Cumhurbaşkanı Erdoğan, Canlı Yayında - Son Dakika
Güncel

Cumhurbaşkanı Erdoğan, Canlı Yayında

Cumhurbaşkanı Erdoğan, Canlı Yayında

Cumhurbaşkanı Recep Tayyip Erdoğan, "Batıda bir uzlaşmayı yakalayabiliyorlar.

11.04.2017 22:37
Twitter'da Paylaş Facebook'da Paylaş WhatsApp'da Paylaş

Cumhurbaşkanı Recep Tayyip Erdoğan, "Batıda bir uzlaşmayı yakalayabiliyorlar. Bizde maalesef bunu yakalayamadık. Sonunda işte iş geldi, Başbakanımız ile Sayın Bahçeli'nin mutabakatı, görevlendirdikleri arkadaşların yaptıkları güzel bir çalışma neticesinde bu 18 madde ile iş bağlandı ve 18 madde ile gönül arzu ederdi ki burada CHP de olsun ama olmadı. 18 madde ile şimdi milletin karşısına çıktık ve milletin karşısında bu anlatılıyor mu? Maalesef, anlatılmıyor. Zira bakıyorum ki ana muhalefetin başındaki zat bir defa 18 maddeyi okumamış, inanın bilmiyor. Öyle yanlış şeyler anlatıyor ki." dedi.

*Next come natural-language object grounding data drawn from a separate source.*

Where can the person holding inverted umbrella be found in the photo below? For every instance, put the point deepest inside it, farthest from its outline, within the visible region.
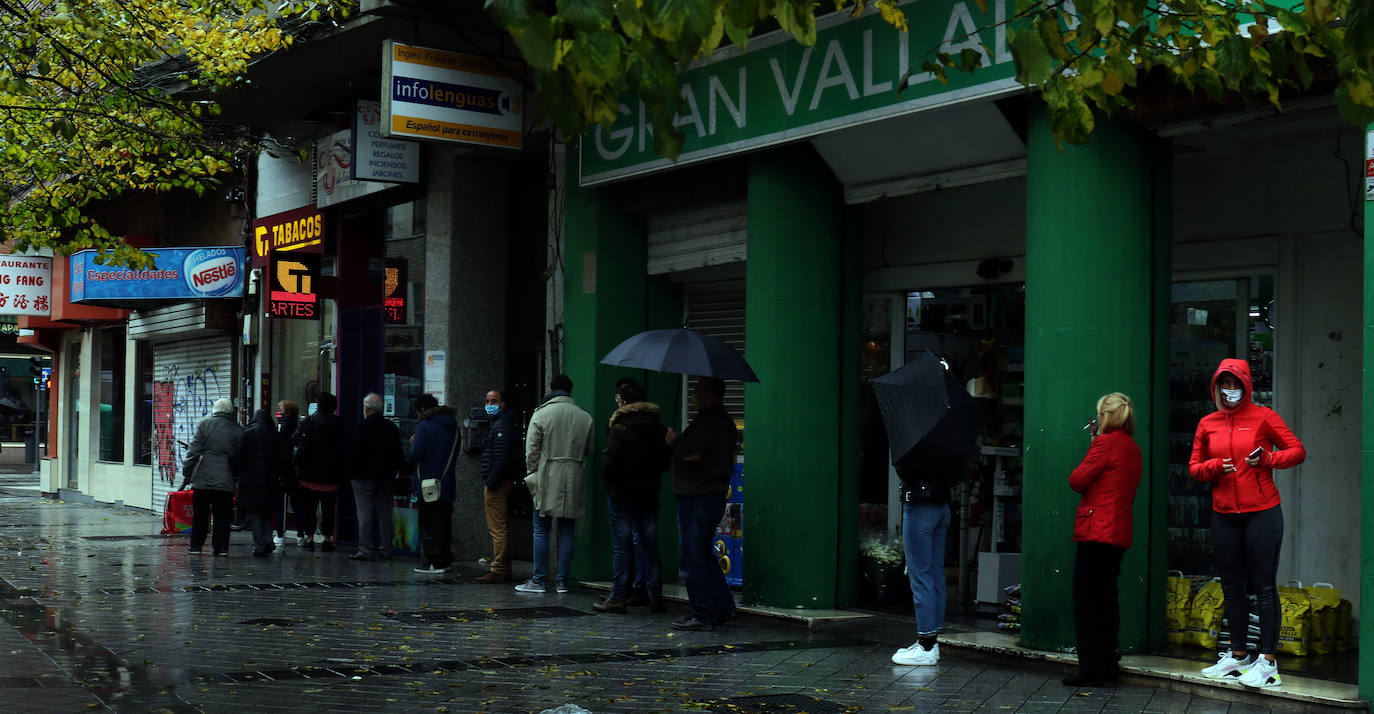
(932, 427)
(702, 457)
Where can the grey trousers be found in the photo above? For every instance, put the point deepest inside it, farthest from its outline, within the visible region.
(374, 516)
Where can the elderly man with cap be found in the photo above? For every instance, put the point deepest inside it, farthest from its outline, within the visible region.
(210, 473)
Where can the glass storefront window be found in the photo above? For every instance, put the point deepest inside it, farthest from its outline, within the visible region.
(404, 350)
(113, 356)
(143, 415)
(1211, 320)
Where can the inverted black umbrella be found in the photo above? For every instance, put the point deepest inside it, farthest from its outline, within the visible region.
(682, 352)
(928, 413)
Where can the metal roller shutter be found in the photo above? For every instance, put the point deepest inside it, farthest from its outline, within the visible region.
(187, 378)
(717, 309)
(683, 240)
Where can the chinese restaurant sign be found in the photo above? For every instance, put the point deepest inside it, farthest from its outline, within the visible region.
(778, 91)
(301, 229)
(294, 286)
(177, 273)
(25, 284)
(432, 94)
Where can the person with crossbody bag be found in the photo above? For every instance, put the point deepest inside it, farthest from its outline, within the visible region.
(433, 448)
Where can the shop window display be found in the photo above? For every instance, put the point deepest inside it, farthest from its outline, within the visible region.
(981, 332)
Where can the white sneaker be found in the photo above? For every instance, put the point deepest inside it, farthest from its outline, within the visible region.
(1262, 673)
(532, 586)
(917, 655)
(1229, 668)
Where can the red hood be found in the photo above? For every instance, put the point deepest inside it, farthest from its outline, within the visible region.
(1238, 368)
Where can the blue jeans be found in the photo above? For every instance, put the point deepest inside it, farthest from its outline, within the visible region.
(565, 547)
(706, 589)
(924, 529)
(634, 530)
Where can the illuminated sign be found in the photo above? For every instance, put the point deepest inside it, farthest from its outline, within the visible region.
(25, 284)
(300, 229)
(294, 286)
(176, 273)
(393, 298)
(432, 94)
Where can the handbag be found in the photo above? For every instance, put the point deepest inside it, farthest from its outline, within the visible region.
(430, 486)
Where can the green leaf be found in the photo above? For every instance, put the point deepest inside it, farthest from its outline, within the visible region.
(1032, 59)
(796, 18)
(1233, 61)
(737, 35)
(536, 41)
(587, 14)
(509, 14)
(631, 19)
(669, 19)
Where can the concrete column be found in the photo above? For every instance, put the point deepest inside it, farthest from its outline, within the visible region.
(1093, 294)
(605, 302)
(793, 446)
(465, 306)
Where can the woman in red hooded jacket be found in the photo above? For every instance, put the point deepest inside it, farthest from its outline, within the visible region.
(1108, 479)
(1237, 448)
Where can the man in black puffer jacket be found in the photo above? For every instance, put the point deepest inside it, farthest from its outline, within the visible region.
(260, 466)
(635, 457)
(499, 459)
(377, 457)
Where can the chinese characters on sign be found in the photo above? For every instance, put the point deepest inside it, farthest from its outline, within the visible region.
(25, 284)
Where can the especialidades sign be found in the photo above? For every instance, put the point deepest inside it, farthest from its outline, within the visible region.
(177, 273)
(778, 91)
(433, 94)
(25, 284)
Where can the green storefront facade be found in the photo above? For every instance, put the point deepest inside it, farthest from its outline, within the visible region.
(856, 194)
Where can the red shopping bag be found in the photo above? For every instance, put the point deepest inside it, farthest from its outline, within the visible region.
(177, 514)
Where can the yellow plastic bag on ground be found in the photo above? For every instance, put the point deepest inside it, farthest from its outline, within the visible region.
(1294, 619)
(1204, 618)
(1176, 606)
(1323, 599)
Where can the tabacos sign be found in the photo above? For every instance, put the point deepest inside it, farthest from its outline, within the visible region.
(176, 273)
(779, 91)
(298, 229)
(294, 286)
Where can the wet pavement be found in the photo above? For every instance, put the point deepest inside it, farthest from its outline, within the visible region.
(103, 613)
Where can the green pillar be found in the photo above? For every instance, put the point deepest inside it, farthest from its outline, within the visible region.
(1090, 302)
(793, 433)
(1366, 666)
(605, 301)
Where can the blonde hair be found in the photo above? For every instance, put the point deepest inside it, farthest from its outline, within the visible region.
(1116, 411)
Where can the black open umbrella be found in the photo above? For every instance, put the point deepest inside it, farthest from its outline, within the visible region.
(682, 352)
(928, 413)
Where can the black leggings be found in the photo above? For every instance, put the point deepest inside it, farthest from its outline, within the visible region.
(1248, 552)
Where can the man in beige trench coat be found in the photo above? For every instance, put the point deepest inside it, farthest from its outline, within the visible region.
(557, 448)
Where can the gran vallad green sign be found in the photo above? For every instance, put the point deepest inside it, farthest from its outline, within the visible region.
(779, 91)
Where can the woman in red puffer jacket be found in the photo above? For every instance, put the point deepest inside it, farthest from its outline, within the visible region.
(1108, 479)
(1237, 448)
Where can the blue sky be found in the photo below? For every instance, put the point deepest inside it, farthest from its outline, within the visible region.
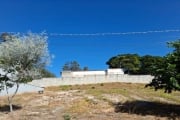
(94, 16)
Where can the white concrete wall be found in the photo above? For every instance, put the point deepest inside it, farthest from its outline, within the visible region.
(117, 71)
(36, 85)
(46, 82)
(84, 73)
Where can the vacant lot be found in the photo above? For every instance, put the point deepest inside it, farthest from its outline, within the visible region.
(114, 101)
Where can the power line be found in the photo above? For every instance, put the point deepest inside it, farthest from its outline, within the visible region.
(113, 33)
(105, 34)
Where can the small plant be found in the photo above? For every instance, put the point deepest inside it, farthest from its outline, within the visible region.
(67, 117)
(92, 87)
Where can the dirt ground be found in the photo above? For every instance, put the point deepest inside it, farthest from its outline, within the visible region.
(114, 101)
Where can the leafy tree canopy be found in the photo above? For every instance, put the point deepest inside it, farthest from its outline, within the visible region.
(129, 62)
(22, 57)
(167, 75)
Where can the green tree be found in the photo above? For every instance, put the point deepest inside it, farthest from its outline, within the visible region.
(47, 74)
(167, 75)
(129, 62)
(149, 63)
(21, 60)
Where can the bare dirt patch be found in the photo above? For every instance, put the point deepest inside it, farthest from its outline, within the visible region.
(114, 101)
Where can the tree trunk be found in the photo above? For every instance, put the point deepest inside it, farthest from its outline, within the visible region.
(10, 98)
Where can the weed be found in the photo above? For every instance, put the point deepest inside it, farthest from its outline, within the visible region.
(67, 117)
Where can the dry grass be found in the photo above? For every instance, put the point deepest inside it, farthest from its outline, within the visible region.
(111, 101)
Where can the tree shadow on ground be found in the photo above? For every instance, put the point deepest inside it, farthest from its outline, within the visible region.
(5, 108)
(172, 111)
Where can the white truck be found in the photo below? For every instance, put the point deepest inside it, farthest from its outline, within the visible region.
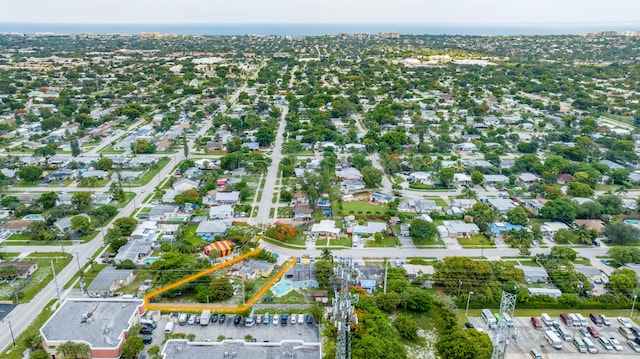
(553, 339)
(205, 318)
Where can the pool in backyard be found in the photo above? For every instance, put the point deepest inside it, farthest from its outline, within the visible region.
(34, 217)
(281, 288)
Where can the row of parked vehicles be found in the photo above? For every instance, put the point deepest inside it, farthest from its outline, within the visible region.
(557, 333)
(206, 317)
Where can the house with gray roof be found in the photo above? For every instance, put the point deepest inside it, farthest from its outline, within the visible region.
(534, 274)
(109, 280)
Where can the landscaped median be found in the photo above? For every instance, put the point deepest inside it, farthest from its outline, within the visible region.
(198, 307)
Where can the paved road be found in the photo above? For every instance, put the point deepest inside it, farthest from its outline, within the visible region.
(266, 202)
(24, 314)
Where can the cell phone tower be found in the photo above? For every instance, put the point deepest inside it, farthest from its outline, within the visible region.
(503, 331)
(343, 306)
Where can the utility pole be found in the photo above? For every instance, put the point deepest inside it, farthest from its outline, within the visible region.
(55, 281)
(343, 307)
(386, 266)
(503, 331)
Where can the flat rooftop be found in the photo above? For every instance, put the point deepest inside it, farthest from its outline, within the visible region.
(181, 349)
(104, 329)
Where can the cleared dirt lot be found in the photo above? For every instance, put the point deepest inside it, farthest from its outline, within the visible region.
(261, 332)
(528, 338)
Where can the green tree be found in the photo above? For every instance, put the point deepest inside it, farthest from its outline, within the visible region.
(81, 224)
(82, 201)
(132, 347)
(477, 177)
(620, 233)
(30, 173)
(48, 200)
(126, 225)
(265, 136)
(464, 344)
(559, 210)
(388, 302)
(624, 255)
(446, 176)
(371, 176)
(624, 281)
(114, 239)
(518, 215)
(421, 230)
(579, 189)
(104, 164)
(220, 289)
(75, 147)
(406, 327)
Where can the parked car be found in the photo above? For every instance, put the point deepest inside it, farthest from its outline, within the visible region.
(616, 344)
(625, 322)
(605, 343)
(634, 346)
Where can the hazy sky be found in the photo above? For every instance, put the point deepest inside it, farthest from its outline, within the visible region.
(476, 12)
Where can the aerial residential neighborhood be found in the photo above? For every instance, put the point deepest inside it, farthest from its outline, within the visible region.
(173, 196)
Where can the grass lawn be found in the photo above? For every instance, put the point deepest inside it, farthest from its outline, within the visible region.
(17, 352)
(346, 242)
(475, 241)
(191, 237)
(151, 173)
(293, 297)
(385, 242)
(529, 263)
(44, 274)
(359, 208)
(109, 150)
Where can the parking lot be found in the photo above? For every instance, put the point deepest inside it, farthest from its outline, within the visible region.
(528, 338)
(260, 332)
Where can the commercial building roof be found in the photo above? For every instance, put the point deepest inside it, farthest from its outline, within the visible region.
(239, 349)
(104, 328)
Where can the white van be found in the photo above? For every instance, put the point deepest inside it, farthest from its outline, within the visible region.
(575, 320)
(591, 348)
(169, 327)
(565, 334)
(579, 343)
(553, 339)
(507, 319)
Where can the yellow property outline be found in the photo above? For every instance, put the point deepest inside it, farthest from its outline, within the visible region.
(198, 307)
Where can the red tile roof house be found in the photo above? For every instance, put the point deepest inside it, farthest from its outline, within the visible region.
(564, 178)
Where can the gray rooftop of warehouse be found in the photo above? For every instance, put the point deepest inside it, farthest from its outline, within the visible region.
(181, 349)
(108, 320)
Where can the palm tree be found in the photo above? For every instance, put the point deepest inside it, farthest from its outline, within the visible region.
(326, 254)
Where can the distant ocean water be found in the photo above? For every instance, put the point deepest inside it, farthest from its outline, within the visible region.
(310, 29)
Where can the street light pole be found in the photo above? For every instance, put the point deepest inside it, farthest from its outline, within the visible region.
(466, 313)
(11, 330)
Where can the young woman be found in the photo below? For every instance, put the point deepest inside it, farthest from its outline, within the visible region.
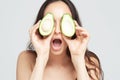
(57, 57)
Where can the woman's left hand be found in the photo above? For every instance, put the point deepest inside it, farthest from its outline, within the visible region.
(78, 45)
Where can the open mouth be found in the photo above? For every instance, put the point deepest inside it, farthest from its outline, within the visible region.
(56, 43)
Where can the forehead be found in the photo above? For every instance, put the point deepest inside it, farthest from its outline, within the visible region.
(57, 8)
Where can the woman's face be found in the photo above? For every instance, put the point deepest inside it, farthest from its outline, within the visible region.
(58, 9)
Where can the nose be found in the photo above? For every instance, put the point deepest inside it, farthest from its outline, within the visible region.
(57, 28)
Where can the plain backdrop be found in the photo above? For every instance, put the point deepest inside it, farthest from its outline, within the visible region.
(100, 17)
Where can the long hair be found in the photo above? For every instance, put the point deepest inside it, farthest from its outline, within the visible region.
(89, 56)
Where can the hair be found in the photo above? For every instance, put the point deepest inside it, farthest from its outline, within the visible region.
(91, 59)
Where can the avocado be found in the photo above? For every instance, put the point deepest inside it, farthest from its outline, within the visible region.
(67, 25)
(46, 25)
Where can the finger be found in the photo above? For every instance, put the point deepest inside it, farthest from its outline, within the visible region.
(67, 39)
(34, 30)
(81, 32)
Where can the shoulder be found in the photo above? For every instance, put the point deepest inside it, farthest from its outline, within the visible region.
(93, 65)
(27, 58)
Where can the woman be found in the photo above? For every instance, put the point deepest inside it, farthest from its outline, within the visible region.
(57, 57)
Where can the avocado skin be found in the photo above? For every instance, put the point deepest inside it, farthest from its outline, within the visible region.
(47, 16)
(66, 31)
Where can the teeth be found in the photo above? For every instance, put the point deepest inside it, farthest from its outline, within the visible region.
(57, 41)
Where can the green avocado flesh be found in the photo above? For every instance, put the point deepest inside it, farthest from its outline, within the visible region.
(67, 25)
(46, 25)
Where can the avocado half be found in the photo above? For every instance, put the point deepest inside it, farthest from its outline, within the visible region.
(67, 25)
(46, 25)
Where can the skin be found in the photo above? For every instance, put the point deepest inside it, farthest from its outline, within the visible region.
(50, 64)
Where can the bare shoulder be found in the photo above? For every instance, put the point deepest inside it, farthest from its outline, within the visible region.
(93, 65)
(25, 64)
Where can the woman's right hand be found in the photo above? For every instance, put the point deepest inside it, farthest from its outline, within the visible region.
(40, 44)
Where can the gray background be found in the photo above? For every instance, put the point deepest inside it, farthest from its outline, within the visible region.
(100, 17)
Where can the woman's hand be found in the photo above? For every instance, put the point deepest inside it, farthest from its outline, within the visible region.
(78, 45)
(40, 44)
(77, 49)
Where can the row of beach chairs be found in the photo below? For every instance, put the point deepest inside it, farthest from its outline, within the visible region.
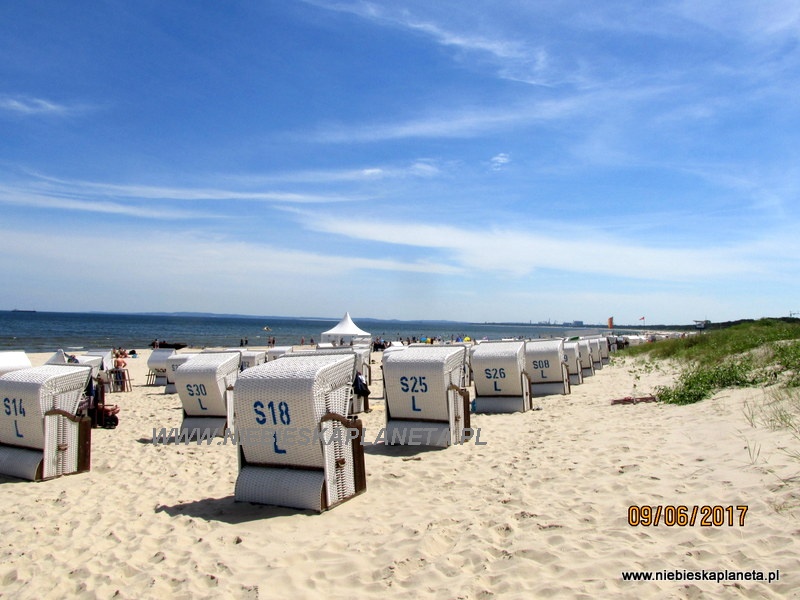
(277, 402)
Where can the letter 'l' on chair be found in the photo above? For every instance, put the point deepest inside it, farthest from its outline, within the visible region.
(544, 362)
(296, 446)
(425, 403)
(40, 435)
(501, 383)
(205, 385)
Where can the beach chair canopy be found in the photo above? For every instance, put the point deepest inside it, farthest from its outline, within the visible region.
(546, 367)
(173, 362)
(497, 367)
(204, 384)
(501, 382)
(294, 446)
(40, 433)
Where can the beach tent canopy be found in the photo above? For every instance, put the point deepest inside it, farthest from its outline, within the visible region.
(346, 331)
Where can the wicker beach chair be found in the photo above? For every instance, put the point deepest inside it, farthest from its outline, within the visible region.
(358, 404)
(425, 402)
(297, 447)
(13, 361)
(502, 384)
(544, 362)
(157, 365)
(173, 362)
(41, 436)
(205, 386)
(572, 358)
(587, 364)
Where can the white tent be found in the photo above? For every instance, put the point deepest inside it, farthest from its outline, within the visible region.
(346, 332)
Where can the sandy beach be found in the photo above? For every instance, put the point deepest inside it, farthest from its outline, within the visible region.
(540, 510)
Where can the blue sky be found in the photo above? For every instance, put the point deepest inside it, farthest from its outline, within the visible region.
(473, 161)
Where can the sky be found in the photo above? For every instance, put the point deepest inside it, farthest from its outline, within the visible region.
(402, 159)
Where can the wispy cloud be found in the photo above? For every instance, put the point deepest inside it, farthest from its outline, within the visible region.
(512, 58)
(557, 247)
(28, 106)
(31, 199)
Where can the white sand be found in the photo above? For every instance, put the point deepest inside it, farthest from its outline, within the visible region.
(539, 511)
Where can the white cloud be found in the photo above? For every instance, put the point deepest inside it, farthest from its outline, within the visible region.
(499, 161)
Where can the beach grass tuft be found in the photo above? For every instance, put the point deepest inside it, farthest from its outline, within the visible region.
(765, 352)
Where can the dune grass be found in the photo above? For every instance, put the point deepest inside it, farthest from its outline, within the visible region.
(766, 351)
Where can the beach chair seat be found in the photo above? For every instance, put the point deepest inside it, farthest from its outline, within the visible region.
(118, 380)
(157, 365)
(587, 364)
(278, 351)
(13, 361)
(502, 385)
(425, 403)
(572, 358)
(251, 358)
(41, 436)
(297, 447)
(597, 353)
(205, 386)
(546, 366)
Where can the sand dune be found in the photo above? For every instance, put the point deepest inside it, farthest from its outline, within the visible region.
(540, 510)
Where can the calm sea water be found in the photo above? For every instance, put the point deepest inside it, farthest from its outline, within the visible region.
(48, 331)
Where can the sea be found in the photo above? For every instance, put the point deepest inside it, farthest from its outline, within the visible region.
(49, 331)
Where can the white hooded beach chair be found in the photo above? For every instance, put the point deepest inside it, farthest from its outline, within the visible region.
(157, 364)
(297, 448)
(173, 362)
(425, 403)
(572, 358)
(502, 384)
(587, 364)
(361, 353)
(41, 436)
(544, 362)
(13, 361)
(205, 386)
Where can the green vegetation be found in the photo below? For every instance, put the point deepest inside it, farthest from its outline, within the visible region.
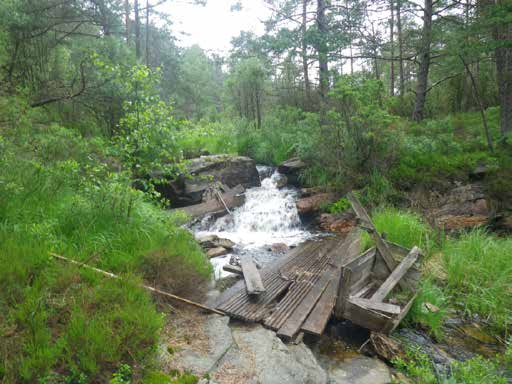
(404, 228)
(98, 106)
(477, 370)
(478, 270)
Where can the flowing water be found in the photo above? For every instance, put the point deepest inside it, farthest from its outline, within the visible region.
(268, 217)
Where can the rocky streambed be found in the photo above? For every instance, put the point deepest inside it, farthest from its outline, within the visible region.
(266, 226)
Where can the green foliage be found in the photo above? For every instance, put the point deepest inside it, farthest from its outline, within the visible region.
(477, 370)
(123, 375)
(59, 193)
(339, 206)
(479, 276)
(421, 314)
(404, 228)
(204, 137)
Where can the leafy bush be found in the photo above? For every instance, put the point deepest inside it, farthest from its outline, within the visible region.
(477, 370)
(479, 276)
(421, 314)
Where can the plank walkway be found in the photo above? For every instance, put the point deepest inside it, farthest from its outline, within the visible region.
(300, 289)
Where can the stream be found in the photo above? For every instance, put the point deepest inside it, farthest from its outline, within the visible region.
(268, 218)
(265, 227)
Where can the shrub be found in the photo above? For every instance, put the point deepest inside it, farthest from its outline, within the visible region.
(421, 314)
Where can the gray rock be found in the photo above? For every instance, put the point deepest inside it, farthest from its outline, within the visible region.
(249, 354)
(281, 181)
(216, 252)
(204, 171)
(219, 342)
(260, 352)
(359, 370)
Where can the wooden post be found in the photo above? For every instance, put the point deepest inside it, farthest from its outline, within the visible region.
(152, 289)
(381, 245)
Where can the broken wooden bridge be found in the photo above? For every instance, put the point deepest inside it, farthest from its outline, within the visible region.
(299, 292)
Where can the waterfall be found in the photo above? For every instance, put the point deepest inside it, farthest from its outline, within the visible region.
(268, 216)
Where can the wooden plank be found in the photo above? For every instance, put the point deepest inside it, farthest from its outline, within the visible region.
(231, 199)
(233, 269)
(317, 320)
(376, 305)
(321, 313)
(383, 248)
(396, 275)
(253, 283)
(299, 314)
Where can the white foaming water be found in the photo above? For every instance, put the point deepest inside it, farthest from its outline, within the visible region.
(269, 216)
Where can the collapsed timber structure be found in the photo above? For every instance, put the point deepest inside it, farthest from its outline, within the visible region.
(300, 292)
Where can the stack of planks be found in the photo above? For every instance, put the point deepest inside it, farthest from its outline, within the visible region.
(300, 288)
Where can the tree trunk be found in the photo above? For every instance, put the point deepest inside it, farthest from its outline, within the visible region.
(322, 49)
(400, 46)
(480, 104)
(305, 68)
(503, 52)
(392, 49)
(137, 30)
(422, 81)
(147, 33)
(127, 11)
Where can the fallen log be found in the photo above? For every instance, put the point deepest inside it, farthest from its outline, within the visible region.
(233, 269)
(231, 199)
(252, 277)
(149, 288)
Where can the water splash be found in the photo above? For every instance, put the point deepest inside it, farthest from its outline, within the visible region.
(269, 216)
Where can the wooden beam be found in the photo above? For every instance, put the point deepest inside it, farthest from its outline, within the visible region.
(253, 282)
(396, 275)
(299, 314)
(376, 305)
(152, 289)
(383, 248)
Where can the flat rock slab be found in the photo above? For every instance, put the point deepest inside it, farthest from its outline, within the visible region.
(239, 353)
(243, 353)
(359, 370)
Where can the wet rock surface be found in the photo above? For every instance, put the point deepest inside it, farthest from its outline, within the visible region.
(312, 204)
(465, 206)
(292, 169)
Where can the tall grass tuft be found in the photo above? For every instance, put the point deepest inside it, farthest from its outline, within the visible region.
(479, 276)
(402, 227)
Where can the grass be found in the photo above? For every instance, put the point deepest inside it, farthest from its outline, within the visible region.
(60, 323)
(479, 276)
(402, 227)
(476, 278)
(476, 370)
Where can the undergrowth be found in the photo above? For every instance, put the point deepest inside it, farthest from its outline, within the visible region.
(64, 324)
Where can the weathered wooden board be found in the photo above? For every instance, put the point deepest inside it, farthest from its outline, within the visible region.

Erdoğan, Sağlık Bilimleri Üniversitesi'nde düzenlenen A Haber, ATV ortak yayınındaki Gençlerle Büyük Buluşma programında, bir öğrencinin "Geçen yıl mart ayında gençlikle buluşma yaptınız. Gençlik Anayasa İstiyor kampanyasına atıfla MHP'yle ortak anayasa yapılabileceğinin mümkün olduğunu söylemiştiniz. Neden şimdi böyle bir girişimde bulundunuz. Bir de 'Yalnızlığımı biliyorum' şeklinde bir ifade kullanmıştınız. Dualar, milyonlar arkanızdayken size bunu hissettiren neydi?" şeklindeki soruyu şöyle cevapladı:

"Öncelikle Türkiye'nin bir anayasaya ihtiyacı olduğu malum. Türkiye'deki siyasi partiler, meydanlarda son seçimler de dahil olmak üzere millete ne söz verdiler? Yeni anayasa. Peki yeni anayasa sözünü verenler başbakanlığım dönemim de dahil, bu konuda bir adım attılar mı? Hayır. Anayasayla ilgili 60 maddeyle ilgili bir yere kadar gelindi fakat, 60 madde üzerinde görevlendirdiğimiz arkadaşlar çalıştılar, mutabık kaldılar, fakat son anda baktık ki CHP, geri vitese taktı. Hayır dedi. HDP'yi zaten söylememe gerek yok. O dönemde MHP'yle bu konuları arkadaşlarımız yine görüşmeye devam ettiler. Fakat, 'illa da 4 partinin katılması gerekir, katılmadığı takdirde biz yokuz', dediler. Zaten 4 partinin görevlendirdiği kişiler bu çalışmayı yaptı. Hepsi paraf ettiler. Hepsinin burada onayı var. Niye bu işi uzatıyoruz, gelin işte onlar paraf ettiler, ön çalışmaları yaptılar biz de buna hemen onayları verelim, bu işin ilk etabı olan 60 maddeyi geçirelim. Maalesef, yani siyasetin uzlaşma boyutunda bunlar yoklar. Hep rekabetten uzak, ahlaki olmayan yollara tevessül etmek suretiyle Türkiye siyasetini kirlettiler. 60 maddeyi arkadaşlarımız çalışıyor, işte ben mesela o zaman Mehmet Ali Şahin, Ahmet İyimaya ve Abdulhamit Gül arkadaşlarımızı görevlendirmiştim. Bu arkadaşlarımızın üçü de iyi hukukçudur. Diğer partiler de üçer kişi görevlendirdiler ve bu çalışmalar yapıldı ama ne yazık ki 60 madde paraf edildiği halde mutabık kalınamadı ve orada bu iş tıkandı. Tabii tıkanınca ne yazık ki yeniden işte seçim süreçleri başladı vesaire. Malum işte kasım olayı, haziran olayı, bu süreçleri yaşadık tabii Türkiye keşke o süreçleri de yaşamamış olsaydı."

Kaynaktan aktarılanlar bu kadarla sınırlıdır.